Spotify, crescita inferiore alle previsioni per lo stop in Russia

Spotify, crescita inferiore alle previsioni per lo stop in Russia
(afp)
Il blocco imposto ai clienti russi pesa sul bilancio degli abbonati Premium nel primo trimestre
1 minuti di lettura

Spotify ha registrato una crescita degli abbonati paganti (quelli Premium) inferiore al previsto nel primo trimestre a causa della sospensione delle operazioni in Russia. Da gennaio a marzo il numero di utenti del servizio Premium del gruppo svedese si e' attestato a 182 milioni di persone, con un incremento del 15% rispetto all'anno precedente ma una cifra inferiore alle stime del gruppo (183 milioni).
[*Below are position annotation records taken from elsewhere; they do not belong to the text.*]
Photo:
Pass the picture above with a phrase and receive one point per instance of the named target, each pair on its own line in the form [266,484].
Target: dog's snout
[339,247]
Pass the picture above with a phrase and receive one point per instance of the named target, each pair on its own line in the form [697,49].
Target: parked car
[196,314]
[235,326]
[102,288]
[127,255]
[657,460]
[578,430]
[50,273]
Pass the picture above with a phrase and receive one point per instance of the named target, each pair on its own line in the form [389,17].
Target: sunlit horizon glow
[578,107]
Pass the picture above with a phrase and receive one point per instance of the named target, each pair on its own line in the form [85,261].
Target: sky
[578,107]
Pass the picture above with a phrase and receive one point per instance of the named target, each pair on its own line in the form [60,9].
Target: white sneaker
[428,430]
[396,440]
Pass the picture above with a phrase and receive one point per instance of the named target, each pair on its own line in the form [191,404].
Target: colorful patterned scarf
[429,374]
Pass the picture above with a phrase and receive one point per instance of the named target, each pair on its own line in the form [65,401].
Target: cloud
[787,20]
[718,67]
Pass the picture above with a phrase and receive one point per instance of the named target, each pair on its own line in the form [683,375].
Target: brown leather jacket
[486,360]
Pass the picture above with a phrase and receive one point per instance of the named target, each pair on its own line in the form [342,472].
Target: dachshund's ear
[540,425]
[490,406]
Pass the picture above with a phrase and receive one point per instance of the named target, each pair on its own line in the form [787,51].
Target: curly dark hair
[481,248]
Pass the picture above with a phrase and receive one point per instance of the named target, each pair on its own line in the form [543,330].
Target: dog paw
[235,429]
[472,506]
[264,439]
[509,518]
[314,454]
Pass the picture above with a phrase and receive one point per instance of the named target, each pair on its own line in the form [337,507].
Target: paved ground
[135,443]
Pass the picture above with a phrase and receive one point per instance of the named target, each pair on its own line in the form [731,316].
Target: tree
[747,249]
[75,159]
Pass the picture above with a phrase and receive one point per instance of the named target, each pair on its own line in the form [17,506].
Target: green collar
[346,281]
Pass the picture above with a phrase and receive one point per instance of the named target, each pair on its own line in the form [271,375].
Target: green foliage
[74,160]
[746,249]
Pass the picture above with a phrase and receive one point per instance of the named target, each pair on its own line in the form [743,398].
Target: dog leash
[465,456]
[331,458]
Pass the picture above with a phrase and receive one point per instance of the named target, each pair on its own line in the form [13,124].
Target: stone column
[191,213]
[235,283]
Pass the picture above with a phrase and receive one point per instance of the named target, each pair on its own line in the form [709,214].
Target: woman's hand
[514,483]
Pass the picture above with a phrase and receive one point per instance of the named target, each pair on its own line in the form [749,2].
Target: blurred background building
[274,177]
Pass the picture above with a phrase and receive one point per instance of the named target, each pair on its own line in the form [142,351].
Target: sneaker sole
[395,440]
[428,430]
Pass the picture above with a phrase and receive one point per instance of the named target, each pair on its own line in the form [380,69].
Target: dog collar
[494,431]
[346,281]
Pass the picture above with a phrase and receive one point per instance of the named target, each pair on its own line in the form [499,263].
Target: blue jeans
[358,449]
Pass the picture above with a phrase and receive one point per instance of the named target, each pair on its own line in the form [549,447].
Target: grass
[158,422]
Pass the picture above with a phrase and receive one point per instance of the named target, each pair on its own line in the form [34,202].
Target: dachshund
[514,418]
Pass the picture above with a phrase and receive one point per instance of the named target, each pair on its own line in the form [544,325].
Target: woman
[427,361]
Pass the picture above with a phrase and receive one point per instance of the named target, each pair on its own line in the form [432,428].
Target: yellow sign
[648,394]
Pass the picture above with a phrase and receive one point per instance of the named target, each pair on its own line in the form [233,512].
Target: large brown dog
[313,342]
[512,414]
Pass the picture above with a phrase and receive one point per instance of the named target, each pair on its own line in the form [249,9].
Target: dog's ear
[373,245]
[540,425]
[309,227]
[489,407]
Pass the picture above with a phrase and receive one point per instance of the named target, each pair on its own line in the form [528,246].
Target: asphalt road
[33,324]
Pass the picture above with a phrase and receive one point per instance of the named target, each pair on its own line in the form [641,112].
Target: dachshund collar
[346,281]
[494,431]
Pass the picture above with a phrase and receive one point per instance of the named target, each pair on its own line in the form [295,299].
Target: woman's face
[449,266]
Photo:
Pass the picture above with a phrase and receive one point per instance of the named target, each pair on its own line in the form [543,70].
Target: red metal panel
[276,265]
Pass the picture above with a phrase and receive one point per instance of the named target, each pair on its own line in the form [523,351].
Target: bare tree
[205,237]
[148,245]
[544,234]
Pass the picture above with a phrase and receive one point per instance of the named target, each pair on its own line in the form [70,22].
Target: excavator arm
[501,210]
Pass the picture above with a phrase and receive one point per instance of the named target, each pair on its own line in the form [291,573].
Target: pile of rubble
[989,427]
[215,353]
Gli analisti si aspettavano 187 milioni di abbonamenti a pagamento. "Sebbene il numero sia stato leggermente al di sotto delle nostre stime, eliminando la perdita involontaria di circa 1,5 milioni di abbonati relativa alla nostra uscita dalla Russia, la crescita e' stata al di sopra delle nostre aspettative ed e' stata trainata dalle ottime prestazioni in America Latina e in Europa", ha affermato Spotify in una nota. Come molte altre societa' occidentali, Spotify ha sospeso le operazioni in Russia in risposta all'invasione dell'Ucraina da parte di Mosca. Il ritiro e' stato finalizzato l'11 aprile.